Let $A \in B(H)$ be a bounded Hilbert space operator. For $z \in \mathbb{C}$ exponential is defined as follows:
$$e^{zA} = \sum_{k=0}^{+\infty}\frac{z^kA^k}{k!}$$
Show that series defined above is convergent.
My attempt:
Let
$$S_n = \sum_{k=0}^{n}\frac{z^kA^k}{k!}$$
I will show that $(S_n)$ is Cauchy in $ B(H)$.
Without loss of generality assume that $m > n$.
For every $v \in H$ such that $\lVert v \rVert = 1$ we have:
$$\lVert (S_m – S_n)v \rVert = \lVert \sum_{k=n+1}^{m} \frac{z^kA^kv}{k!} \rVert \leq \sum_{k=n+1}^{m}\lVert \frac{z^kA^kv}{k!}\rVert \leq \sum_{k=n+1}^{m} \frac{(\lvert z \rvert \cdot \lVert A \rVert _{op})^k}{k!} < \varepsilon$$
for large $N$ since $e^x$ is uniformly convergent in $\mathbb{R}$, which is also a complete space.
Which leads to convergence of $(S_n)$.
Is it correct so far?
The next step is to show that
$$(e^{zA})^* = e^{\bar{z}A^*}$$
where $^*$ denotes Hermitian conjugate.
Again, my attempt:
Let $v, w \in H$ then
$$\langle v, (e^{zA})^*w \rangle =\langle e^{zA}v, w \rangle = \langle \sum_{k=0}^{+\infty}\frac{z^kA^kv}{k!}, w \rangle = \sum_{k=0}^{+\infty}\langle \frac{z^kA^kv}{k!}, w \rangle = \sum_{k=0}^{+\infty} \langle v, \frac{(\bar{z}A^*)^k}{k!}w \rangle = \langle v, e^{\bar{z}A^*}w \rangle$$
Which gives us $$(e^{zA})^* = e^{\bar{z}A^*}$$
Where I used a property $(zA)^* = \bar{z}A^*$ and continuity of inner product.
Again, is it correct?
Best Answer
Yes, it is correct. An essential part of the argument is that $B(H)$ is complete. Note that the argument works in any Banach algebra.

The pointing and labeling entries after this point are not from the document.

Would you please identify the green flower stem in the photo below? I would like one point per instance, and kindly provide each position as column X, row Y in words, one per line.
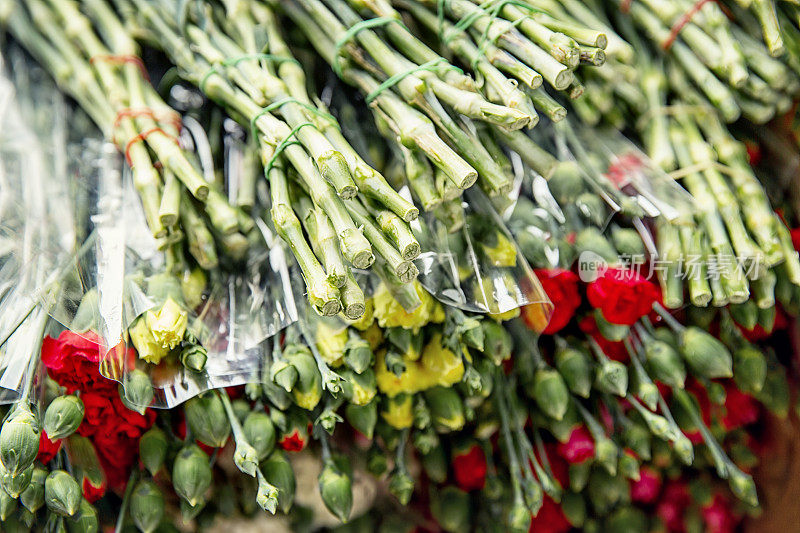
column 324, row 296
column 323, row 240
column 198, row 237
column 495, row 82
column 404, row 269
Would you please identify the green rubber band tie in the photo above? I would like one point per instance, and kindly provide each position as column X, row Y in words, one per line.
column 233, row 61
column 400, row 76
column 354, row 30
column 290, row 100
column 288, row 141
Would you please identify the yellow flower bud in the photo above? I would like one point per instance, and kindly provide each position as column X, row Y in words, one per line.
column 168, row 324
column 398, row 412
column 145, row 343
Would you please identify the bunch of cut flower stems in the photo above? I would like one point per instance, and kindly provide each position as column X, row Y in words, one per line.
column 104, row 74
column 332, row 208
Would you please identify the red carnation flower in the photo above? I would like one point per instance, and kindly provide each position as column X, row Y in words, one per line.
column 92, row 493
column 47, row 448
column 73, row 361
column 469, row 468
column 579, row 447
column 561, row 287
column 647, row 488
column 294, row 442
column 550, row 518
column 622, row 295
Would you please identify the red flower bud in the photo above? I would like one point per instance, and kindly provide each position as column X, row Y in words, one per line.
column 623, row 296
column 47, row 448
column 647, row 489
column 578, row 448
column 561, row 287
column 469, row 468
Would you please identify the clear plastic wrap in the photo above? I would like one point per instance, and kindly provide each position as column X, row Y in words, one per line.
column 36, row 229
column 472, row 261
column 613, row 164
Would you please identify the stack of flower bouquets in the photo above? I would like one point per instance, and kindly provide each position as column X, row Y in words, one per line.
column 614, row 415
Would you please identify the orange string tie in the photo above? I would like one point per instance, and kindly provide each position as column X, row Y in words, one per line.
column 141, row 137
column 121, row 59
column 683, row 21
column 131, row 112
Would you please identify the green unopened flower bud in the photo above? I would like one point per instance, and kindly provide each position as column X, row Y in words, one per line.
column 7, row 505
column 451, row 509
column 146, row 506
column 706, row 356
column 307, row 392
column 605, row 490
column 62, row 493
column 189, row 512
column 496, row 341
column 85, row 520
column 745, row 314
column 579, row 475
column 194, row 357
column 606, row 453
column 749, row 369
column 63, row 416
column 336, row 490
column 471, row 333
column 446, row 407
column 637, row 438
column 168, row 324
column 550, row 393
column 377, row 464
column 401, row 485
column 363, row 417
column 628, row 242
column 766, row 318
column 260, row 433
column 19, row 440
column 742, row 485
column 626, row 519
column 629, row 466
column 33, row 495
column 357, row 354
column 532, row 494
column 609, row 331
column 137, row 391
column 153, row 449
column 284, row 374
column 683, row 448
column 576, row 369
column 191, row 474
column 519, row 517
column 145, row 343
column 278, row 472
column 207, row 420
column 648, row 393
column 422, row 415
column 359, row 389
column 245, row 457
column 664, row 363
column 14, row 485
column 574, row 507
column 612, row 377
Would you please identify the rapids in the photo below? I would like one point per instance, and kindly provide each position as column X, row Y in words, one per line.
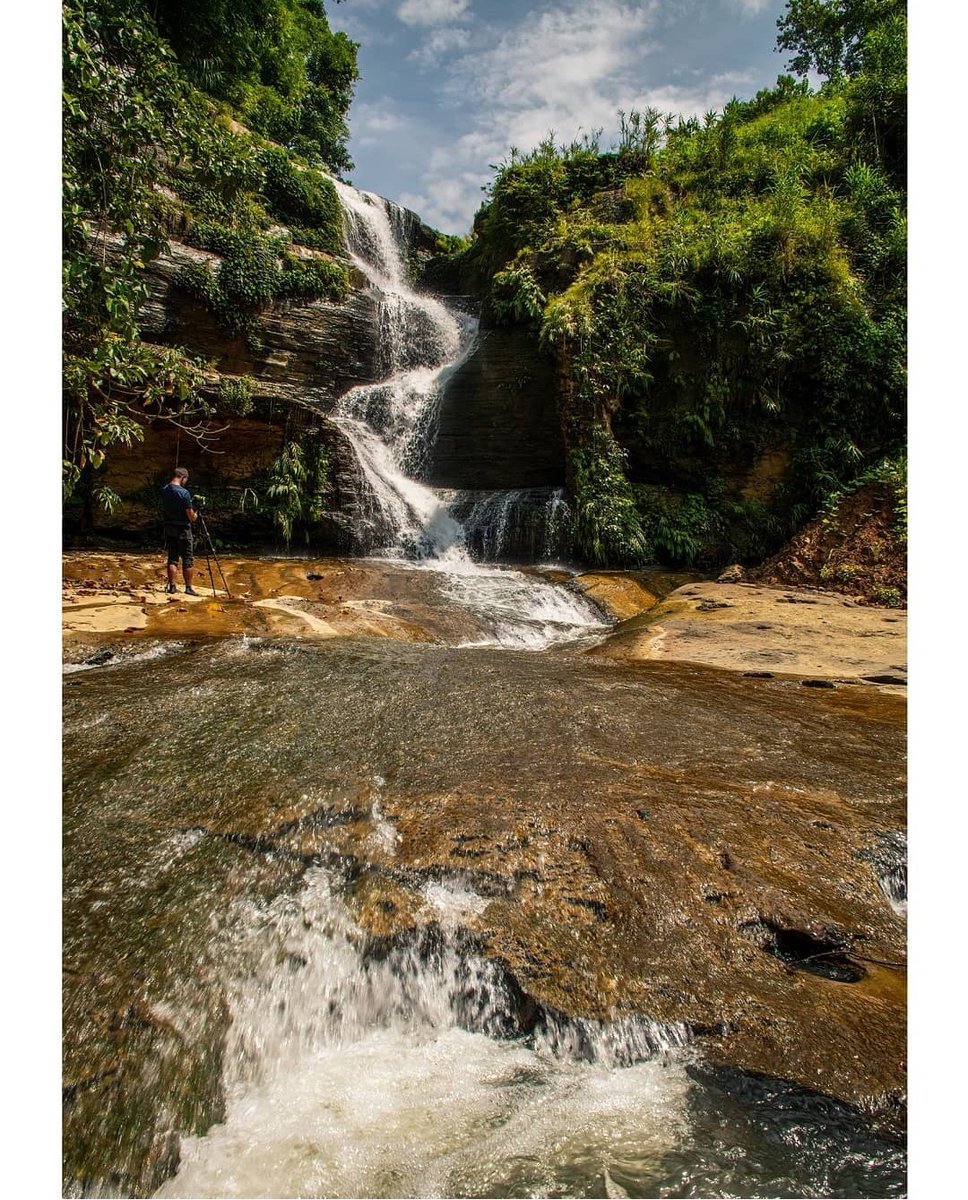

For the second part you could just use that taking adjoints is continuous (it is actually an isometry: $\|T^*\|=\|T\|$), so $$ \left(e^{zA}\right)^*=\left(\sum_{k=0}^\infty \frac{z^kA^k}{k!}\right)^* =\sum_{k=0}^\infty\left( \frac{z^kA^k}{k!}\right)^*=\sum_{k=0}^\infty \frac{\overline{z}^k(A^*)^k}{k!}=e^{\overline z A^*}. $$